Hello, I have a 2003 Honda civic es1 model does uses the myla transmission. The car had to warm up Before it could move and one day the customer force the car to move as it wasn't fully warmed and then it stopped moving. The transmission was rebuilt with new seals and valve body serviced , and I am using valvoline multivehixle transmission oil. The car moves when up on jack stands but crawls when I placed it on the ground and give it gas. I know these cars uses honda dw1 fluid so I wondering if this can be the problem? As I am having a hydraulic pressure issue? The car has a d15b engine
Scotty does not generally return to topics he has already answered.
no it wasn't replaced.
Probably the torque converter should have been replaced as a routine matter during the rebuild. The thing is 23 years old after all. Who rebuilt the transmission? A remanufacturing facility? A corner garage?

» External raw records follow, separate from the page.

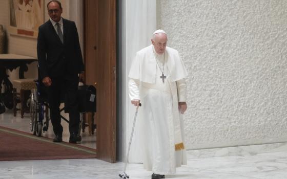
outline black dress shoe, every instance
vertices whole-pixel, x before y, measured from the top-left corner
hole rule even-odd
[[[152,179],[161,179],[165,178],[166,176],[163,174],[153,173],[153,174],[152,175]]]
[[[62,135],[56,135],[56,137],[53,139],[54,142],[61,142],[62,141]]]
[[[79,142],[80,141],[81,141],[81,137],[78,135],[77,133],[75,132],[72,133],[72,134],[70,136],[69,142],[70,143],[76,143],[77,142]]]

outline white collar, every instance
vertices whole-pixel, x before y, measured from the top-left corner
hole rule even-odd
[[[54,27],[55,26],[56,26],[56,24],[57,23],[59,23],[59,24],[60,24],[61,26],[63,25],[63,18],[62,18],[61,17],[61,18],[60,19],[60,20],[59,20],[59,21],[57,22],[57,23],[53,20],[51,18],[50,18],[50,21],[51,21],[51,23],[52,23],[52,25],[53,25],[53,27]]]

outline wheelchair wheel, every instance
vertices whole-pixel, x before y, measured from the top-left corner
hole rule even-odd
[[[30,129],[33,132],[34,135],[36,135],[35,131],[35,124],[37,123],[38,111],[37,92],[34,89],[31,93],[31,99],[30,103]]]
[[[35,125],[35,132],[36,136],[38,137],[40,137],[42,135],[42,124],[40,122],[37,122]]]

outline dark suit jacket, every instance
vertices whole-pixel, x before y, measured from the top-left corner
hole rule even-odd
[[[50,19],[39,27],[37,54],[40,79],[45,77],[75,77],[84,64],[75,23],[63,19],[64,43]]]

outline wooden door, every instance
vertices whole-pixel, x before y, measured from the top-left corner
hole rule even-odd
[[[96,82],[97,157],[116,159],[116,1],[86,0],[86,83]]]

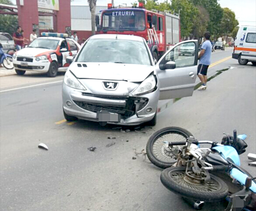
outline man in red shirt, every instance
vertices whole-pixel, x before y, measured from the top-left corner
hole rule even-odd
[[[21,32],[21,27],[19,26],[17,27],[17,31],[14,33],[12,36],[16,45],[16,48],[18,51],[22,48],[23,45],[24,38]]]

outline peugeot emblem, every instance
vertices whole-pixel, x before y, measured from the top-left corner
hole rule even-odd
[[[106,90],[116,90],[117,88],[118,83],[111,81],[103,81],[103,87]]]

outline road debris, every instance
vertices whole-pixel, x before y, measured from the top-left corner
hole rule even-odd
[[[48,150],[48,147],[45,144],[43,144],[43,143],[40,143],[38,145],[38,148],[44,150]]]
[[[89,147],[87,148],[87,149],[91,152],[94,152],[94,150],[96,149],[96,147],[94,147],[93,146],[91,146],[91,147]]]
[[[110,146],[112,146],[113,145],[114,145],[116,144],[116,142],[114,141],[112,141],[111,143],[110,143],[106,145],[106,147],[109,147]]]

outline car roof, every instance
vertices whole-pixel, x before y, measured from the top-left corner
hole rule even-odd
[[[143,42],[143,38],[141,37],[126,34],[97,34],[92,36],[90,39],[117,39],[117,36],[118,39]]]

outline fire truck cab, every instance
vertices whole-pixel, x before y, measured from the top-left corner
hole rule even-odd
[[[179,15],[168,11],[151,11],[139,3],[138,7],[113,8],[96,16],[97,34],[117,34],[135,35],[146,40],[155,62],[158,60],[171,45],[180,42]]]

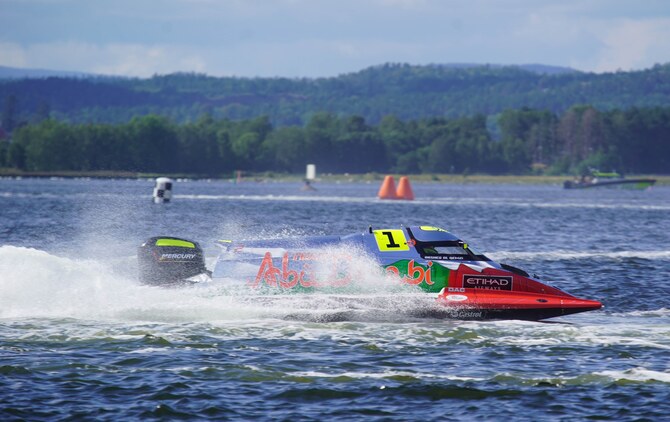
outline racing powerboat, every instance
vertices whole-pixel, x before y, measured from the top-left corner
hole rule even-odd
[[[584,175],[576,180],[563,182],[565,189],[586,189],[597,187],[617,187],[626,189],[648,189],[656,183],[656,179],[634,178],[628,179],[616,172],[603,173],[593,170],[590,175]]]
[[[220,240],[217,245],[221,252],[209,270],[197,242],[152,237],[138,249],[140,280],[159,286],[203,280],[242,283],[258,292],[254,297],[259,300],[294,294],[353,300],[357,294],[421,297],[444,317],[475,320],[537,321],[602,307],[494,262],[433,226],[370,227],[344,236]],[[376,282],[361,282],[371,278]]]

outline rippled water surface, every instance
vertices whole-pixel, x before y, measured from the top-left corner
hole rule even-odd
[[[0,418],[664,420],[670,188],[0,180]],[[551,323],[422,318],[419,302],[267,301],[135,276],[154,235],[444,227],[605,309]],[[384,291],[373,268],[361,279]],[[369,270],[369,271],[368,271]],[[375,284],[377,283],[377,284]],[[344,317],[342,317],[344,315]]]

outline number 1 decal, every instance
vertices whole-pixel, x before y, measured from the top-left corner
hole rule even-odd
[[[381,252],[408,251],[407,238],[402,230],[375,230],[375,240]]]

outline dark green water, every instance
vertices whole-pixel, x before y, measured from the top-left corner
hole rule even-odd
[[[2,420],[663,420],[670,413],[670,189],[0,180]],[[199,240],[430,224],[603,311],[417,318],[318,296],[135,281],[152,235]],[[365,263],[361,263],[365,265]],[[365,273],[365,268],[362,269]],[[373,274],[373,269],[370,269]],[[374,277],[366,277],[374,283]],[[380,282],[380,290],[383,285]],[[333,315],[353,315],[333,318]]]

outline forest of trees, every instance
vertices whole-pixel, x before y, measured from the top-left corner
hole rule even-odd
[[[232,120],[204,114],[176,123],[147,115],[120,124],[45,118],[0,140],[0,167],[25,171],[140,171],[221,176],[235,170],[301,173],[625,173],[670,172],[670,108],[600,111],[574,106],[505,110],[495,119],[321,112],[304,125],[268,116]]]
[[[650,69],[556,74],[521,67],[385,64],[330,78],[81,77],[0,80],[0,102],[16,100],[16,121],[45,114],[70,123],[128,123],[156,114],[184,124],[268,116],[275,127],[305,126],[318,112],[378,125],[431,117],[493,116],[528,107],[562,114],[575,104],[609,111],[670,106],[670,64]]]

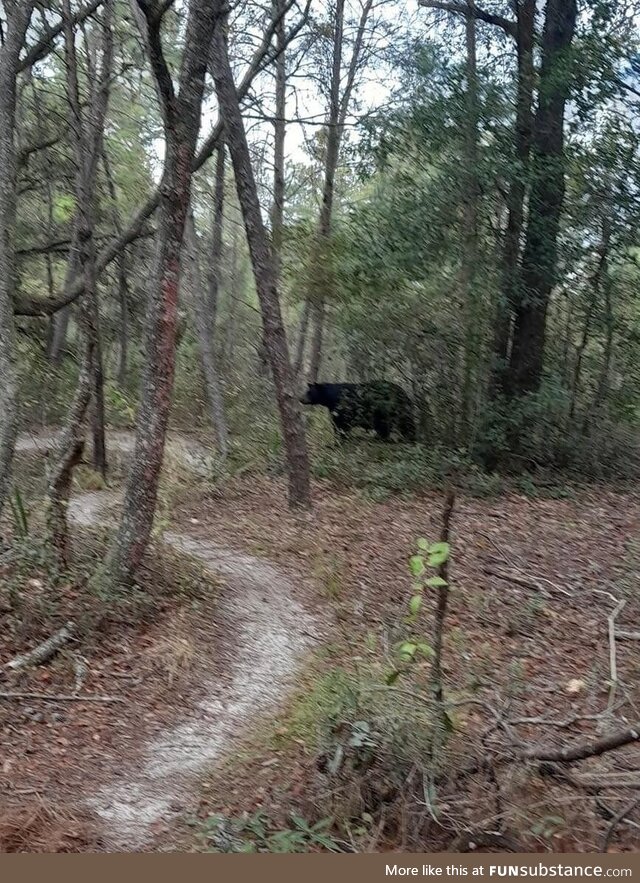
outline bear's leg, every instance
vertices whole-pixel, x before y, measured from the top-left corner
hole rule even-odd
[[[391,436],[391,429],[389,427],[389,420],[385,415],[377,414],[373,418],[373,428],[376,432],[376,435],[382,439],[382,441],[389,441],[389,437]]]
[[[331,412],[331,421],[333,423],[334,435],[338,444],[342,444],[347,440],[349,435],[349,424],[344,420],[341,414],[335,411]]]

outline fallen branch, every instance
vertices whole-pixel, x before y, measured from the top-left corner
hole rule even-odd
[[[550,597],[550,593],[544,588],[542,583],[546,583],[555,592],[560,592],[561,595],[567,595],[569,598],[572,597],[571,592],[567,589],[563,589],[562,586],[557,585],[545,577],[526,577],[518,572],[507,572],[505,570],[498,570],[495,567],[484,567],[483,571],[488,576],[495,576],[497,579],[502,579],[505,582],[513,583],[516,586],[522,586],[523,589],[533,589],[536,592],[540,592],[540,594],[544,595],[546,598]]]
[[[75,693],[5,693],[0,699],[43,699],[45,702],[124,702],[120,696],[78,696]]]
[[[622,632],[618,629],[616,638],[619,641],[640,641],[640,632]]]
[[[618,688],[618,662],[616,653],[616,619],[626,605],[626,601],[619,601],[615,610],[607,618],[609,624],[609,708],[613,707]]]
[[[71,621],[65,623],[61,629],[51,635],[50,638],[47,638],[46,641],[43,641],[42,644],[38,644],[37,647],[28,653],[21,653],[20,656],[16,656],[10,662],[7,662],[3,668],[9,671],[19,671],[30,665],[42,665],[43,662],[51,659],[73,637],[74,629],[75,623]]]
[[[631,803],[628,803],[620,810],[620,812],[616,816],[613,817],[613,819],[611,820],[611,824],[607,828],[607,833],[604,835],[604,839],[602,841],[602,849],[600,850],[600,852],[606,852],[608,850],[613,832],[618,827],[618,825],[623,822],[630,813],[634,811],[638,804],[640,804],[640,797],[636,797],[634,800],[631,801]]]
[[[578,745],[568,745],[564,748],[556,748],[554,745],[532,746],[520,754],[522,760],[545,760],[554,763],[573,763],[575,760],[585,760],[587,757],[599,757],[616,748],[623,748],[632,742],[640,741],[640,721],[618,730],[602,739],[582,742]]]

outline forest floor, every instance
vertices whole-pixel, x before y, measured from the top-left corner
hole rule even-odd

How thorough was the rebuild? You stated that seals were replaced and the valve body "serviced". Were friction surfaces replaced? Any hard parts replaced? (Or, if it is a CVT, was the chain replaced?)
Obviously the freshly rebuilt transmission is not working properly. Does it have a warranty?
We don't have a pressure test kit,
Get one. If you're going to work on automatic transmissions that is one of the most basic tools you need for test purposes.
I was thinking the other method of checking if there is good pressure by removing the hose that pumps fluid to the radiator
That won't work. The hydraulic pressure has to be correct, you can't check that visually by how it's coming out of the cooling lines. (Though you'd see if there were no pressure at all.) Get a pressure gauge.
would that help determine if the converter is working?
No.
Another problem is you used the wrong fluid. Why did you do that? Hondas are very picky about fluids. A "multi-vehicle" fluid is not really right for anything.
Well it's very hard to rebuild those things. It may not have been done correctly. You do need to use the correct fluid of course. But also realize it could have a bad torque converter which would do the same thing. Was the torque converter replaced?
@scottykilmer no it wasn't replaced. We don't have a pressure test kit, so I was thinking the other method of checking if there is good pressure by removing the hose that pumps fluid to the radiator , would that help determine if the converter is working?